As Theorem 11 shows, improving the dependency on P to sub-linear is only possible if we get a super-polynomial dependency on n, unless the SETH fails. Using a similar recurrence formula and the fact that information about an optimal placement of jobs directly leads to an optimal schedule (i.e. there is a canonical schedule), one can show a similar result for \({P3|any|C_{\max }}\) (see the full version [14] for a proof):

Theorem 13

The problem \({P3|any|C_{\max }}\) can be solved in time \(\mathcal {O}\left( n^2P\right) \) via dynamic programming.
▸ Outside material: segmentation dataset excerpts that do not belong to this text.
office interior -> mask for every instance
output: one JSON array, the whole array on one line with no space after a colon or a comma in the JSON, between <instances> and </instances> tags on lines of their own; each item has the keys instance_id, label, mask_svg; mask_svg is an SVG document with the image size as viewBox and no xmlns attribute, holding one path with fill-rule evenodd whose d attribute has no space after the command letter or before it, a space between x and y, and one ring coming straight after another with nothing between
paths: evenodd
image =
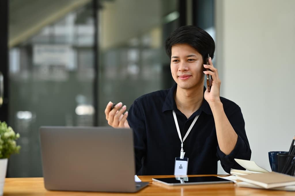
<instances>
[{"instance_id":1,"label":"office interior","mask_svg":"<svg viewBox=\"0 0 295 196\"><path fill-rule=\"evenodd\" d=\"M6 177L42 176L41 126L107 126L110 101L129 107L173 84L164 43L194 25L215 42L221 95L242 109L251 160L286 151L292 122L295 1L2 0L0 120L19 133ZM77 155L77 156L78 155ZM269 169L269 170L270 170ZM219 165L218 173L225 173Z\"/></svg>"}]
</instances>

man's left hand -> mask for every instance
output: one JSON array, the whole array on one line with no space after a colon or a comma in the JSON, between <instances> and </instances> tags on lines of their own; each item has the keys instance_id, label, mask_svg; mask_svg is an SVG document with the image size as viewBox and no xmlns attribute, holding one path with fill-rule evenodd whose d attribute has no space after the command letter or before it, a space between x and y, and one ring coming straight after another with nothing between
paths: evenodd
<instances>
[{"instance_id":1,"label":"man's left hand","mask_svg":"<svg viewBox=\"0 0 295 196\"><path fill-rule=\"evenodd\" d=\"M204 71L203 72L205 74L211 75L212 79L212 86L210 89L210 92L208 92L208 89L206 89L204 94L204 98L210 104L220 102L220 88L221 81L219 79L217 69L213 66L212 59L211 57L209 58L209 64L204 65L204 67L209 69L209 70Z\"/></svg>"}]
</instances>

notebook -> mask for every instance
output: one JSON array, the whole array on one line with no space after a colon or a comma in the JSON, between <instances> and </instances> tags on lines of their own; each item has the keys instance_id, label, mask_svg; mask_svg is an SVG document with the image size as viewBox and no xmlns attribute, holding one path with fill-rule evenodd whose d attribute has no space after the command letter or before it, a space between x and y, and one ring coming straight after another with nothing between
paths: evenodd
<instances>
[{"instance_id":1,"label":"notebook","mask_svg":"<svg viewBox=\"0 0 295 196\"><path fill-rule=\"evenodd\" d=\"M238 175L237 179L266 189L295 185L295 177L273 172Z\"/></svg>"}]
</instances>

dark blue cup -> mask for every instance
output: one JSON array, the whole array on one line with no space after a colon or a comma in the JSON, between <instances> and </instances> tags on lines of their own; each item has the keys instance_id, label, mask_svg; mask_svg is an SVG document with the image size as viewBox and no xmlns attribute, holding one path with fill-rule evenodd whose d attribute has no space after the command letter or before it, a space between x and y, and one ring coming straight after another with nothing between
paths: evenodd
<instances>
[{"instance_id":1,"label":"dark blue cup","mask_svg":"<svg viewBox=\"0 0 295 196\"><path fill-rule=\"evenodd\" d=\"M268 152L268 159L271 171L278 172L278 154L286 155L289 152L286 151L273 151Z\"/></svg>"}]
</instances>

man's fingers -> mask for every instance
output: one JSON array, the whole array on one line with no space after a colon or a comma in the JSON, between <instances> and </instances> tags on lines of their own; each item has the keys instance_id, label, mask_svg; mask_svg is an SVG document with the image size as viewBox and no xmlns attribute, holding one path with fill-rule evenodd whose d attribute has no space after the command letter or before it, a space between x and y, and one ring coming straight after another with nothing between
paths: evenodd
<instances>
[{"instance_id":1,"label":"man's fingers","mask_svg":"<svg viewBox=\"0 0 295 196\"><path fill-rule=\"evenodd\" d=\"M122 108L117 113L115 114L114 116L114 121L119 121L119 118L121 116L121 115L123 113L123 112L126 110L126 106L124 105Z\"/></svg>"},{"instance_id":2,"label":"man's fingers","mask_svg":"<svg viewBox=\"0 0 295 196\"><path fill-rule=\"evenodd\" d=\"M206 68L206 69L209 69L210 70L209 71L211 70L212 72L214 72L216 75L216 77L217 78L219 78L218 71L217 70L217 69L213 67L213 65L208 65L204 64L204 67L205 68Z\"/></svg>"},{"instance_id":3,"label":"man's fingers","mask_svg":"<svg viewBox=\"0 0 295 196\"><path fill-rule=\"evenodd\" d=\"M221 82L220 80L219 79L219 78L216 76L215 72L210 71L204 71L203 72L205 74L209 74L211 75L212 79L212 82L214 82L219 85L220 85Z\"/></svg>"},{"instance_id":4,"label":"man's fingers","mask_svg":"<svg viewBox=\"0 0 295 196\"><path fill-rule=\"evenodd\" d=\"M203 72L204 74L209 74L211 75L211 77L212 78L212 80L214 81L216 81L217 78L216 78L216 76L215 75L215 73L210 71L204 71Z\"/></svg>"},{"instance_id":5,"label":"man's fingers","mask_svg":"<svg viewBox=\"0 0 295 196\"><path fill-rule=\"evenodd\" d=\"M124 127L125 121L127 121L127 120L126 119L127 118L127 117L128 116L128 112L126 112L123 116L123 117L122 119L120 121L120 123L119 123L119 127Z\"/></svg>"},{"instance_id":6,"label":"man's fingers","mask_svg":"<svg viewBox=\"0 0 295 196\"><path fill-rule=\"evenodd\" d=\"M109 118L107 119L108 122L111 122L111 124L112 124L112 122L114 121L114 117L115 114L116 114L116 113L118 111L118 110L122 106L122 102L120 102L117 104L117 105L115 106L115 107L114 108L114 109L111 110L111 111L109 112ZM118 123L118 122L117 122L117 124ZM115 122L114 124L116 124L116 123ZM113 127L112 125L111 125L111 126Z\"/></svg>"},{"instance_id":7,"label":"man's fingers","mask_svg":"<svg viewBox=\"0 0 295 196\"><path fill-rule=\"evenodd\" d=\"M106 114L106 119L107 120L108 120L109 118L109 113L111 111L111 108L112 108L112 105L113 105L113 103L112 103L112 102L110 102L106 105L106 109L104 110L104 114Z\"/></svg>"}]
</instances>

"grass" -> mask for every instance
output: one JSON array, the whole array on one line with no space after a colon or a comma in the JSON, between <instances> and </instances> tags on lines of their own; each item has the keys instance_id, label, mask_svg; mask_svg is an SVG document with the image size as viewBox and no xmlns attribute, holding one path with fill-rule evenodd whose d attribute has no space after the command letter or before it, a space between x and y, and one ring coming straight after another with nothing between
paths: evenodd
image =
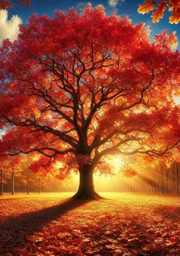
<instances>
[{"instance_id":1,"label":"grass","mask_svg":"<svg viewBox=\"0 0 180 256\"><path fill-rule=\"evenodd\" d=\"M101 193L0 198L0 255L180 255L180 198Z\"/></svg>"}]
</instances>

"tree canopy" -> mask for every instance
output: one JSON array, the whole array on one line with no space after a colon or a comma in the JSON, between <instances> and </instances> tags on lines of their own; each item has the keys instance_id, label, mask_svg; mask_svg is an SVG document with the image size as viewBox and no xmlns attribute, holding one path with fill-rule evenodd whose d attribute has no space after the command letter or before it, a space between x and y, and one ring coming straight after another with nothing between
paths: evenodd
<instances>
[{"instance_id":1,"label":"tree canopy","mask_svg":"<svg viewBox=\"0 0 180 256\"><path fill-rule=\"evenodd\" d=\"M95 168L109 171L106 155L178 148L177 40L149 35L103 6L33 15L0 49L1 155L31 154L32 169L58 166L61 178L79 170L82 195L87 173L93 184Z\"/></svg>"},{"instance_id":2,"label":"tree canopy","mask_svg":"<svg viewBox=\"0 0 180 256\"><path fill-rule=\"evenodd\" d=\"M29 6L31 0L16 0L19 5L25 5L26 6ZM0 10L4 9L12 9L13 8L13 1L11 0L1 0L0 1Z\"/></svg>"}]
</instances>

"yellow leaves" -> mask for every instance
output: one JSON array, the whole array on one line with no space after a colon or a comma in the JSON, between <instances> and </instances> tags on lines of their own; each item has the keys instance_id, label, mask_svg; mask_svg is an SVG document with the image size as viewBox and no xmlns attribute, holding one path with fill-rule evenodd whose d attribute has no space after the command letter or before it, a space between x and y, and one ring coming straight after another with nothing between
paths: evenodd
<instances>
[{"instance_id":1,"label":"yellow leaves","mask_svg":"<svg viewBox=\"0 0 180 256\"><path fill-rule=\"evenodd\" d=\"M155 1L145 1L143 4L139 5L138 12L145 14L149 13L152 11L155 8Z\"/></svg>"},{"instance_id":2,"label":"yellow leaves","mask_svg":"<svg viewBox=\"0 0 180 256\"><path fill-rule=\"evenodd\" d=\"M164 17L164 12L168 10L172 12L169 23L178 24L180 22L180 2L178 0L146 0L143 4L139 5L138 12L149 13L155 9L152 13L152 22L159 22Z\"/></svg>"},{"instance_id":3,"label":"yellow leaves","mask_svg":"<svg viewBox=\"0 0 180 256\"><path fill-rule=\"evenodd\" d=\"M156 8L156 10L152 13L152 22L159 22L160 18L164 17L164 12L166 10L167 7L163 2L161 2Z\"/></svg>"},{"instance_id":4,"label":"yellow leaves","mask_svg":"<svg viewBox=\"0 0 180 256\"><path fill-rule=\"evenodd\" d=\"M169 17L169 23L178 24L180 22L180 8L174 8L172 15Z\"/></svg>"}]
</instances>

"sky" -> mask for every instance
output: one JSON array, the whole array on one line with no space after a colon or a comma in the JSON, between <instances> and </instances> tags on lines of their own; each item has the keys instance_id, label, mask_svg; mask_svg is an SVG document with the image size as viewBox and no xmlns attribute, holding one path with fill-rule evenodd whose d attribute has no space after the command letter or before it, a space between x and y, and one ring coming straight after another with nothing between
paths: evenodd
<instances>
[{"instance_id":1,"label":"sky","mask_svg":"<svg viewBox=\"0 0 180 256\"><path fill-rule=\"evenodd\" d=\"M24 24L28 22L28 17L34 12L38 16L46 14L53 17L54 10L60 8L67 11L70 7L75 8L80 12L89 2L83 0L32 0L29 8L25 5L14 5L12 11L3 14L3 25L1 22L2 18L0 18L0 40L5 36L11 38L11 31L12 34L11 39L13 40L15 38L15 35L18 33L18 25L21 22ZM169 24L169 13L168 12L166 12L163 19L159 23L154 24L151 22L149 14L142 15L137 12L138 5L143 2L142 0L91 0L90 2L93 7L97 5L103 5L107 15L116 12L121 16L128 15L134 24L145 22L146 25L149 25L151 28L151 38L153 38L154 35L159 34L163 29L167 29L169 32L176 31L176 35L180 44L180 24ZM0 18L2 18L2 14L0 13ZM7 17L5 17L5 15ZM178 45L178 49L180 49L180 45Z\"/></svg>"}]
</instances>

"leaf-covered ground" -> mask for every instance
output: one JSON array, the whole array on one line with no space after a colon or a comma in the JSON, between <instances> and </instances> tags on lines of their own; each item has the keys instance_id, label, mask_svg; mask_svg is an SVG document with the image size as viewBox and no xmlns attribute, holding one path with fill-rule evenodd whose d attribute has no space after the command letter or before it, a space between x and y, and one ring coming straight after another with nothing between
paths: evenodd
<instances>
[{"instance_id":1,"label":"leaf-covered ground","mask_svg":"<svg viewBox=\"0 0 180 256\"><path fill-rule=\"evenodd\" d=\"M0 255L180 255L180 198L103 193L0 198Z\"/></svg>"}]
</instances>

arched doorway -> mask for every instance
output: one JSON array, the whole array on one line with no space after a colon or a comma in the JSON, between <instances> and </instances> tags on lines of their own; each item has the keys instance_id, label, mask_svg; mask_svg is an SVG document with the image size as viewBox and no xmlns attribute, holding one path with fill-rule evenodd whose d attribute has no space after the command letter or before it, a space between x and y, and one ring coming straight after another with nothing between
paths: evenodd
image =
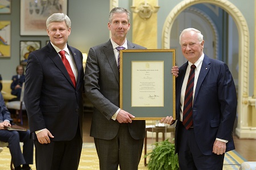
<instances>
[{"instance_id":1,"label":"arched doorway","mask_svg":"<svg viewBox=\"0 0 256 170\"><path fill-rule=\"evenodd\" d=\"M224 9L234 19L239 35L239 68L238 92L238 122L236 129L236 134L238 137L242 136L241 127L247 126L247 119L248 109L246 101L249 94L249 29L245 19L240 10L230 2L225 0L184 0L177 4L169 13L162 31L162 48L168 49L170 46L171 29L174 20L178 15L188 7L201 3L208 3L220 6Z\"/></svg>"}]
</instances>

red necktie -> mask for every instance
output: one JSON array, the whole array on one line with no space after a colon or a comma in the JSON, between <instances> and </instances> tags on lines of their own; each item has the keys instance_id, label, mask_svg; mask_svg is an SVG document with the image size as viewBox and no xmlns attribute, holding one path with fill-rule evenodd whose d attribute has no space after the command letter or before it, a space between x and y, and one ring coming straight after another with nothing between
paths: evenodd
<instances>
[{"instance_id":1,"label":"red necktie","mask_svg":"<svg viewBox=\"0 0 256 170\"><path fill-rule=\"evenodd\" d=\"M123 46L118 46L115 48L117 50L118 50L118 57L117 58L117 67L118 68L118 71L120 72L120 50L125 49L125 48Z\"/></svg>"},{"instance_id":2,"label":"red necktie","mask_svg":"<svg viewBox=\"0 0 256 170\"><path fill-rule=\"evenodd\" d=\"M67 71L68 71L70 78L71 79L71 80L73 82L73 84L74 84L74 86L76 87L76 78L75 78L75 75L72 71L72 69L71 69L69 62L68 62L68 60L66 58L66 56L65 56L65 51L61 50L60 52L59 52L59 53L60 53L60 56L61 57L61 60L63 62L65 67L66 67Z\"/></svg>"},{"instance_id":3,"label":"red necktie","mask_svg":"<svg viewBox=\"0 0 256 170\"><path fill-rule=\"evenodd\" d=\"M188 83L187 84L186 91L184 100L183 107L183 124L188 129L193 125L192 116L192 101L193 101L193 90L194 88L195 69L196 66L191 65L189 75L188 76Z\"/></svg>"}]
</instances>

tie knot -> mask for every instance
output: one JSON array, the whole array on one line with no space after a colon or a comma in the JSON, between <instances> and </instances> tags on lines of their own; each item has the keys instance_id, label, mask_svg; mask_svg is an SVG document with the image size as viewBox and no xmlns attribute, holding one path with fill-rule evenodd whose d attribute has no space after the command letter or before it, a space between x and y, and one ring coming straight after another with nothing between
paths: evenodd
<instances>
[{"instance_id":1,"label":"tie knot","mask_svg":"<svg viewBox=\"0 0 256 170\"><path fill-rule=\"evenodd\" d=\"M120 50L125 49L125 48L124 48L123 46L119 46L117 47L116 49L117 49L117 50L118 50L119 51Z\"/></svg>"},{"instance_id":2,"label":"tie knot","mask_svg":"<svg viewBox=\"0 0 256 170\"><path fill-rule=\"evenodd\" d=\"M64 50L61 50L59 52L60 53L60 56L65 56L65 51Z\"/></svg>"},{"instance_id":3,"label":"tie knot","mask_svg":"<svg viewBox=\"0 0 256 170\"><path fill-rule=\"evenodd\" d=\"M191 69L196 69L196 66L195 65L192 65L190 67L191 68Z\"/></svg>"}]
</instances>

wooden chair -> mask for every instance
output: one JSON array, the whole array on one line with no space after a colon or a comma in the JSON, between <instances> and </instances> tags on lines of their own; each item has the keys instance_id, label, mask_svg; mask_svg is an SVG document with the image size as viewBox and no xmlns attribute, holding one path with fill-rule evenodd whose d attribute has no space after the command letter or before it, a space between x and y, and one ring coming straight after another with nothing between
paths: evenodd
<instances>
[{"instance_id":1,"label":"wooden chair","mask_svg":"<svg viewBox=\"0 0 256 170\"><path fill-rule=\"evenodd\" d=\"M6 104L6 107L8 109L14 109L16 110L18 113L18 118L20 120L20 125L23 124L23 121L22 120L22 111L26 110L25 104L24 104L24 90L25 83L23 83L22 84L22 88L20 94L20 99L19 101L12 101L7 102Z\"/></svg>"},{"instance_id":2,"label":"wooden chair","mask_svg":"<svg viewBox=\"0 0 256 170\"><path fill-rule=\"evenodd\" d=\"M8 143L0 141L0 147L8 147ZM11 170L14 170L14 167L13 163L13 158L11 158L11 164L10 165L10 167Z\"/></svg>"}]
</instances>

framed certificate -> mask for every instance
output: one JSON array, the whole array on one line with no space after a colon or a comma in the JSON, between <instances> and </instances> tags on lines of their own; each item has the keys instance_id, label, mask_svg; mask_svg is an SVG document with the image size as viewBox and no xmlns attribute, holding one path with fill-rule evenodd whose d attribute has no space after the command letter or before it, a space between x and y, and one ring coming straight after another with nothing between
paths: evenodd
<instances>
[{"instance_id":1,"label":"framed certificate","mask_svg":"<svg viewBox=\"0 0 256 170\"><path fill-rule=\"evenodd\" d=\"M120 108L133 120L175 119L174 49L120 50Z\"/></svg>"}]
</instances>

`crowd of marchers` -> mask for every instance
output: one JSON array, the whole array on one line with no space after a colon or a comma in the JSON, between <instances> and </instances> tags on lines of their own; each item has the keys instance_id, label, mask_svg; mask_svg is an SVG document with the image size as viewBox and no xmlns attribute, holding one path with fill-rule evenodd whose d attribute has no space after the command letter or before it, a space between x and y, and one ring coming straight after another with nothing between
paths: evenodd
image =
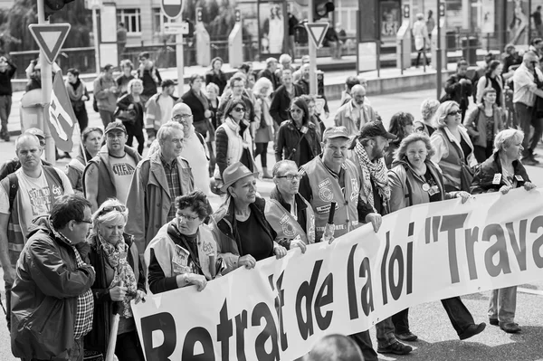
<instances>
[{"instance_id":1,"label":"crowd of marchers","mask_svg":"<svg viewBox=\"0 0 543 361\"><path fill-rule=\"evenodd\" d=\"M537 162L541 137L536 52L524 54L507 89L502 64L490 61L473 92L459 62L441 101L423 101L416 119L395 114L388 129L357 77L347 79L335 125L326 128L328 108L316 109L321 100L307 95L307 62L295 70L286 54L258 74L243 64L229 81L214 59L205 81L193 76L179 100L148 58L140 55L135 75L123 62L118 80L104 68L94 83L104 127L78 118L81 149L66 169L42 160L37 128L16 139L16 157L0 168L7 326L12 352L24 360L108 353L143 360L132 299L190 285L203 290L237 268L295 248L303 253L365 223L377 232L384 215L414 204L535 188L523 163ZM67 81L74 109L86 101L71 97L86 94L78 75L69 71ZM510 119L522 130L508 128ZM275 185L268 199L257 192L259 178ZM212 193L223 200L214 210ZM520 331L516 294L510 287L491 296L489 322L508 333ZM461 340L484 330L460 297L442 303ZM366 360L408 354L406 343L417 340L408 309L376 324L376 352L367 331L349 337Z\"/></svg>"}]
</instances>

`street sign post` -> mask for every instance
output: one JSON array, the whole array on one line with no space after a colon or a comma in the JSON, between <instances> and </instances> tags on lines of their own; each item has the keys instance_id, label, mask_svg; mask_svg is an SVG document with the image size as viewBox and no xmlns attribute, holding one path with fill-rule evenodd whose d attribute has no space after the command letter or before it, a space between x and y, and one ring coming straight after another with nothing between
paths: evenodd
<instances>
[{"instance_id":1,"label":"street sign post","mask_svg":"<svg viewBox=\"0 0 543 361\"><path fill-rule=\"evenodd\" d=\"M32 36L50 64L52 64L61 52L70 27L69 24L33 24L28 25Z\"/></svg>"},{"instance_id":2,"label":"street sign post","mask_svg":"<svg viewBox=\"0 0 543 361\"><path fill-rule=\"evenodd\" d=\"M310 38L313 41L315 47L317 49L320 48L320 45L322 45L322 41L324 40L324 35L326 35L326 32L329 26L329 24L306 23L304 26L306 27L308 33L310 34Z\"/></svg>"},{"instance_id":3,"label":"street sign post","mask_svg":"<svg viewBox=\"0 0 543 361\"><path fill-rule=\"evenodd\" d=\"M188 33L188 23L165 23L164 24L164 33L167 35L186 35Z\"/></svg>"},{"instance_id":4,"label":"street sign post","mask_svg":"<svg viewBox=\"0 0 543 361\"><path fill-rule=\"evenodd\" d=\"M179 17L183 10L183 0L162 0L160 7L166 17L176 19Z\"/></svg>"}]
</instances>

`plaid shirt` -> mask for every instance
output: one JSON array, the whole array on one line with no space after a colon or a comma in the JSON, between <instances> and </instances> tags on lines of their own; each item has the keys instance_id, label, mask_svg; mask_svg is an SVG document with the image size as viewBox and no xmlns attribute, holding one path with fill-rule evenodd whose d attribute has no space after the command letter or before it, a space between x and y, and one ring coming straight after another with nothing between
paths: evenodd
<instances>
[{"instance_id":1,"label":"plaid shirt","mask_svg":"<svg viewBox=\"0 0 543 361\"><path fill-rule=\"evenodd\" d=\"M169 188L170 199L170 210L167 214L167 221L170 222L176 218L176 198L181 195L181 179L179 179L179 172L177 171L177 158L174 159L170 164L166 163L162 156L160 156L160 161L164 167L164 173L166 174L166 179L167 180L167 186Z\"/></svg>"},{"instance_id":2,"label":"plaid shirt","mask_svg":"<svg viewBox=\"0 0 543 361\"><path fill-rule=\"evenodd\" d=\"M79 251L75 246L71 245L71 249L75 253L77 267L81 267L85 264ZM77 297L77 312L75 315L75 325L73 326L73 338L78 339L81 336L85 336L92 328L92 315L94 310L94 298L90 289L81 295Z\"/></svg>"}]
</instances>

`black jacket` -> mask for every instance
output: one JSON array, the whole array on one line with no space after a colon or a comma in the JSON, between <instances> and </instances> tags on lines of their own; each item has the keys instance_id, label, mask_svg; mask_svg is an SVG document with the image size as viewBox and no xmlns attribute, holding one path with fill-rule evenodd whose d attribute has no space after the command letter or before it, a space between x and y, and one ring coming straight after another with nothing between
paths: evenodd
<instances>
[{"instance_id":1,"label":"black jacket","mask_svg":"<svg viewBox=\"0 0 543 361\"><path fill-rule=\"evenodd\" d=\"M306 125L308 132L305 135L305 139L310 145L311 154L310 159L314 158L320 154L320 142L319 135L313 123ZM277 144L275 146L275 160L279 162L281 159L291 159L296 162L298 166L300 158L300 139L302 133L298 130L292 120L287 120L279 127L277 134Z\"/></svg>"},{"instance_id":2,"label":"black jacket","mask_svg":"<svg viewBox=\"0 0 543 361\"><path fill-rule=\"evenodd\" d=\"M202 94L204 96L204 94ZM192 90L189 90L187 92L183 94L181 97L181 100L190 108L193 112L193 120L194 122L205 120L205 117L204 117L204 112L205 111L205 108L204 108L204 104L200 101L200 100L195 95Z\"/></svg>"},{"instance_id":3,"label":"black jacket","mask_svg":"<svg viewBox=\"0 0 543 361\"><path fill-rule=\"evenodd\" d=\"M287 212L291 212L291 204L285 203L281 195L281 193L277 189L277 186L272 190L270 193L270 199L274 199L279 204L287 210ZM296 209L298 209L298 223L303 229L303 232L307 234L307 220L308 220L308 204L301 199L301 195L297 194L294 196L294 202L296 202ZM291 249L291 240L278 240L277 242L281 246L285 247L287 250Z\"/></svg>"},{"instance_id":4,"label":"black jacket","mask_svg":"<svg viewBox=\"0 0 543 361\"><path fill-rule=\"evenodd\" d=\"M133 237L124 233L124 240L129 246L129 251L136 248ZM138 254L138 250L136 250ZM129 264L134 270L133 252L129 252L127 260ZM96 271L96 280L91 287L94 296L94 317L92 318L92 330L85 336L85 349L101 352L106 355L110 339L110 330L111 328L111 317L117 312L118 302L111 300L110 295L110 285L106 280L106 258L103 250L98 239L92 240L90 252L89 252L89 261ZM138 277L138 290L145 291L145 276L143 267L138 260L138 269L135 270Z\"/></svg>"},{"instance_id":5,"label":"black jacket","mask_svg":"<svg viewBox=\"0 0 543 361\"><path fill-rule=\"evenodd\" d=\"M292 84L294 88L294 97L303 95L303 89L300 85ZM275 90L272 104L270 105L270 115L277 124L281 124L289 119L289 108L291 107L291 97L284 85L281 85Z\"/></svg>"},{"instance_id":6,"label":"black jacket","mask_svg":"<svg viewBox=\"0 0 543 361\"><path fill-rule=\"evenodd\" d=\"M519 179L517 180L517 187L522 186L526 182L530 182L522 163L515 160L513 161L513 167L515 168L515 176L522 177L521 181ZM497 185L492 183L494 175L496 174L501 175L500 184ZM494 153L487 160L482 162L475 172L475 176L473 176L473 180L472 181L471 192L472 195L498 192L502 185L505 185L505 182L503 182L501 162L500 161L498 153Z\"/></svg>"}]
</instances>

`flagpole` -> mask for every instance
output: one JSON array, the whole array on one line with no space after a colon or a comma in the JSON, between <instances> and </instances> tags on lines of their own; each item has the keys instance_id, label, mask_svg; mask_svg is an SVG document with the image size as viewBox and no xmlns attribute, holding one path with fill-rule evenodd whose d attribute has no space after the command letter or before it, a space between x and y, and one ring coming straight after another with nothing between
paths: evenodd
<instances>
[{"instance_id":1,"label":"flagpole","mask_svg":"<svg viewBox=\"0 0 543 361\"><path fill-rule=\"evenodd\" d=\"M43 1L38 0L38 24L49 24L48 20L45 20L45 9L43 8ZM51 91L52 90L52 65L45 59L43 51L40 51L40 64L42 65L42 104L43 106L43 111L42 116L38 117L38 126L40 129L43 130L45 135L45 160L54 166L56 162L56 157L54 154L54 141L51 137L51 130L45 121L46 114L49 111L49 103L51 102Z\"/></svg>"}]
</instances>

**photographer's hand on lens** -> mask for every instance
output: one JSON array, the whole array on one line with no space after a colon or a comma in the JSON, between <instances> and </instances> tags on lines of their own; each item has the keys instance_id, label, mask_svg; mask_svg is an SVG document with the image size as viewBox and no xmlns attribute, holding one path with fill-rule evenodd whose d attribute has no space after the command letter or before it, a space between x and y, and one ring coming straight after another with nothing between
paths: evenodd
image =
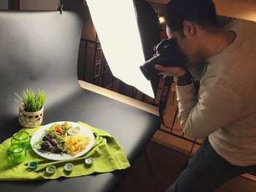
<instances>
[{"instance_id":1,"label":"photographer's hand on lens","mask_svg":"<svg viewBox=\"0 0 256 192\"><path fill-rule=\"evenodd\" d=\"M185 74L187 71L180 66L163 66L159 64L156 64L154 68L162 72L161 75L170 76L170 77L181 77Z\"/></svg>"}]
</instances>

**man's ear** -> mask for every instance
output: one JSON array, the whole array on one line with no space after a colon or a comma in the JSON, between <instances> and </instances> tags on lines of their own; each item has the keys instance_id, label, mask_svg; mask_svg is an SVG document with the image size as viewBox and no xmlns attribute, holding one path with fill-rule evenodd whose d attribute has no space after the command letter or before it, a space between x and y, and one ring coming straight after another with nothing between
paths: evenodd
<instances>
[{"instance_id":1,"label":"man's ear","mask_svg":"<svg viewBox=\"0 0 256 192\"><path fill-rule=\"evenodd\" d=\"M192 22L184 20L182 24L183 32L186 37L191 37L195 34L196 29Z\"/></svg>"}]
</instances>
This improves upon the \(\mathcal {O}\left( nP^5\right) \)-algorithm by Du and Leung [8]. Even though the same approach could be applied to an arbitrary number of machines m in time \(\mathcal {O}\left( nmP^{m-1}\right) \), the strong NP-hardness of \(Pm|any|C_{\max }\) for \(m\ge 4\) shows that the information on which machine each job is scheduled is not enough to directly construct an optimal schedule in those cases, unless P=NP (see Henning et al.  [11] as well as Du and Leung [8]).

5 Conclusion

In this work, we examined the complexity of scheduling problems with a fixed number of machines. Our conditional lower bounds indicate the optimality of multiple well-known classical algorithms. For the problems \({P2|any|C_{\max }}\) and \({P3|any|C_{\max }}\), we managed to improve the currently best known algorithm, closing the gap in the case of two machines.

As we have seen at the example of \({1||\sum w_jU_j}\), lower bounds for exact algorithms can be quite easily used to obtain lower bounds for approximation schemes. We strongly believe that the same technique can be used for other problems, either to show tightness results or to indicate room for improvement.

For exact algorithms, there is a number of open problems motivated by our results: First of all, there is still a gap between our lower bound for \({Pm||C_{\max }}\) (and other objectives) and the algorithm by Lawler and Moore [21]. So an interesting question is where the ‘true’ complexity lies between \(m-1\) and \(o\left( \frac{m}{\log ^2(m)}\right) \) in the exponent. Zhang et al. give an \(\mathcal {O}\left( n(r_{\max }+P)\right) \)-time algorithm for \({1|r_j, Rej\le Q|C_{\max }}\) in their work [30]. Since \(r_{\max }+P\ge y\) w.l.o.g., it would be interesting to find an \(\mathcal {O}\left( 2^{\delta n} (r_{\max }+P)^{1 - \varepsilon }\right) \) or \(\mathcal {O}\left( 2^{\delta n} y^{1 - \varepsilon }\right) \) lower bound for this problem. As noted by Lenstra and Shmoys [25], the algorithm by Lawler and Moore [21] cannot be improved to \(\mathcal {O}\left( mny^{m-1}\right) \) for the objective \(\sum w_jU_j\). So this algorithm would be quadratic in y for two machines, while our lower bound excludes anything better than linear (and still polynomial in n). Hence, it would be interesting to see whether there is a different algorithm with running time \(\mathcal {O}\left( ny\right) \). Similarly, there is an algorithm for \({1|Rej\le Q|\sum w_jU_j}\) with running time \(\mathcal {O}\left( nQP\right) \) [30], while our lower bound suggests that an \(\mathcal {O}\left( n(Q+P)\right) \)-time algorithm could be possible.

On another note, it would be interesting to extend the sub-quadratic equivalences by Cygan et al.  [6] and Klein [17] to scheduling problems. Finally, the question by Lee and Cai [22] whether \({P2|size|\sum C_j}\) is strongly NP-hard or not is still open since 1999.